The animated kids’ movie The Ant Bully begins with scrawny, little Lucas Nickle (voiced by Zach Tyler Eisen from TV’s Avatar: The Last Airbender) suffering a wedgie at the hands of the neighborhood bully. “What are you gonna do about it?” Lucas’ tormenter asks rhetorically. “Nothing, ’cause I’m big and you’re small.” Almost immediately after the humiliation, Lucas releases his frustrations on an anthill in his yard. He douses the insects with a squirt gun, boasting that he’s entitled to do so since “I’m big and you’re small.”
Leave it to a children’s flick to underscore a grim but universal truth. As a wise man once said, poop (this is a kid’s movie, after all) rolls downhill.

Based on an acclaimed children’s book by John Nickle, The Ant Bully details how the aforementioned ant colony weathers continual abuse from Lucas, whom the bugs have dubbed “the Destroyer.” A wizard ant named Zoc (Nicolas Cage) – what’s that? You didn’t know there were wizard ants? – resolves to halt the reign of terror. When Lucas’ parents go out of town and leave the boy in the care of his wacky grandmother (Lily Tomlin), Zoc uses magic to shrink Lucas down to ant-size. The boy awakens tiny enough to slide down his bed atop a potato chip.
Lucas is spirited away to the ant colony, where the magisterial queen ant (Meryl Streep) sentences the Destroyer to live among the ants and learn about their day-to-day lives.
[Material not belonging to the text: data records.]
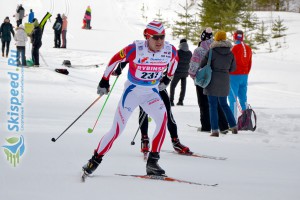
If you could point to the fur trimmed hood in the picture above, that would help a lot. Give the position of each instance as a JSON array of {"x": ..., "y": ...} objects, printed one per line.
[{"x": 222, "y": 43}]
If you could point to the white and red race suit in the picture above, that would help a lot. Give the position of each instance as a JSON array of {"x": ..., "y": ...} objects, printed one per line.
[{"x": 141, "y": 89}]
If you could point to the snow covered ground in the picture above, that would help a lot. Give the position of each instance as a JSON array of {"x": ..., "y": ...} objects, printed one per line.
[{"x": 260, "y": 165}]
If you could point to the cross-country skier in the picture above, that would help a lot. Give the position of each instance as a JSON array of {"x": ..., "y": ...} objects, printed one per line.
[
  {"x": 171, "y": 124},
  {"x": 147, "y": 59}
]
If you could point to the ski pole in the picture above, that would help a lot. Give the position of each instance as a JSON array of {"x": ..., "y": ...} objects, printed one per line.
[
  {"x": 144, "y": 116},
  {"x": 90, "y": 130},
  {"x": 54, "y": 140}
]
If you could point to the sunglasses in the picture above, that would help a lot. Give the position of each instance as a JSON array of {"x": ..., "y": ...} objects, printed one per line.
[{"x": 157, "y": 37}]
Writer-director John A. Davis presents a socialist utopia. Under the tutelage of idealistic Hova (Julia Roberts), Zoc’s main squeeze, Lucas is educated about the camaraderie of a close-knit community where the ants share and do their part for the greater good. At last, a children’s movie that Karl Marx would love.
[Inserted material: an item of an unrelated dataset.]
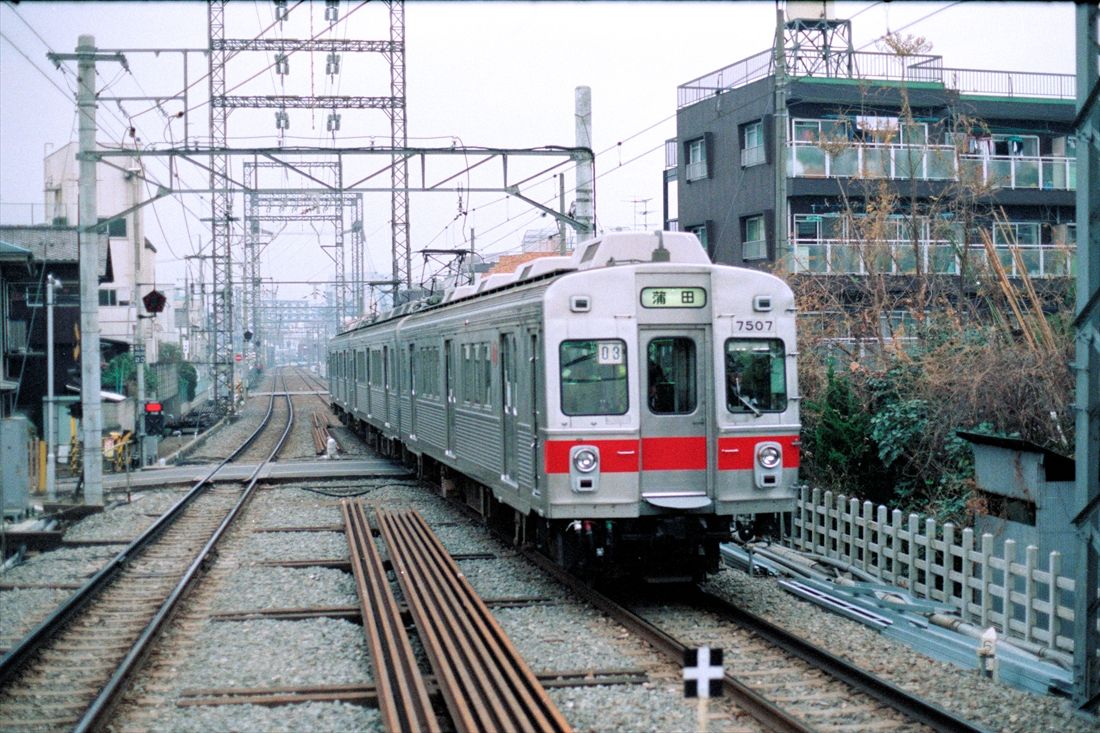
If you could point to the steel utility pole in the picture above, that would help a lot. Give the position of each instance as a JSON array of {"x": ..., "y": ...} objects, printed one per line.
[{"x": 89, "y": 248}]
Nevertheless, one particular aspect of the picture resonates above all else: The power of empathy. At its heart, The Ant Bully is about walking in someone else’s shoes – six shoes, to be exact – as Lucas comes to realize how he has terrorized the ants. The moral is telegraphed from the opening minutes, sure, but as morals go, it’s not too shabby, hasn’t really been explored in other animated flicks, and seems very relevant given today’s political reaction against empathy.

From pacifism to the importance of diversity, The Ant Bully overflows with left-leaning life lessons. All of it is well-intentioned; some of it is genuinely affecting. Much of it is didactic.
Fortunately, The Ant Bully isn’t all preaching. From the chopper-like wasps to a sad-sack glowworm, the imaginings of the insect world boast an overcharged visual style reminiscent of Davis’ Jimmy Neutron: Boy Genius. The action sequences pack real excitement; a few scenes might even be too intense for the youngest viewers. And while there is no shortage of poop and pee references, the scatological humor is held in check more than most children’s pictures.
A star-studded cast supplies solid voice work. Particular standouts are cult-movie fave Bruce Campbell as a swaggering scout ant and Paul Giamatti as slovenly exterminator.